DUSHANBE -- Tajikistan's opposition Islamic Renaissance Party is insisting that the country's state language be called Tajiki-Farsi, RFE/RL's Tajik Service reports.

Tajikistan's parliament is currently discussing a bill on the state language.

Hikmatullo Saifullozoda, the head of the Islamic Renaissance Party's analytical center, told RFE/RL that before the Sovietization of Tajikistan, Tajiks referred to their language as Farsi, which brought them closer to Persian culture and literature.

Tajik scholar and journalist Rustam Qodir told RFE/RL that the state language was shown as "Tajik (Farsi)" in the original version of the country's first law on the state language adopted in 1989.

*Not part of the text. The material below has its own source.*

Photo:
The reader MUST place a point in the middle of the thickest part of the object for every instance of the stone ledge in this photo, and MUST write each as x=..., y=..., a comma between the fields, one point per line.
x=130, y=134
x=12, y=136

In 1994, Qodir says a group of parliamentary deputies managed to get the word "Farsi" dropped from that text in an attempt to please Russia.

Saifiddin Nazarzoda, the director of the Institute of Language and Literature at the Tajik Academy of Sciences, says that since Tajik, Farsi, and Dari (an official language in Afghanistan) are three dialects of the Persian language, there is no need to put the word "Farsi" in brackets.

Russian media has criticized Tajikistan's draft law on the state language because the bill drops the Russian language as the language of interethnic communication.

Ethnic Russians make up slightly more than 1 percent of Tajikistan's population.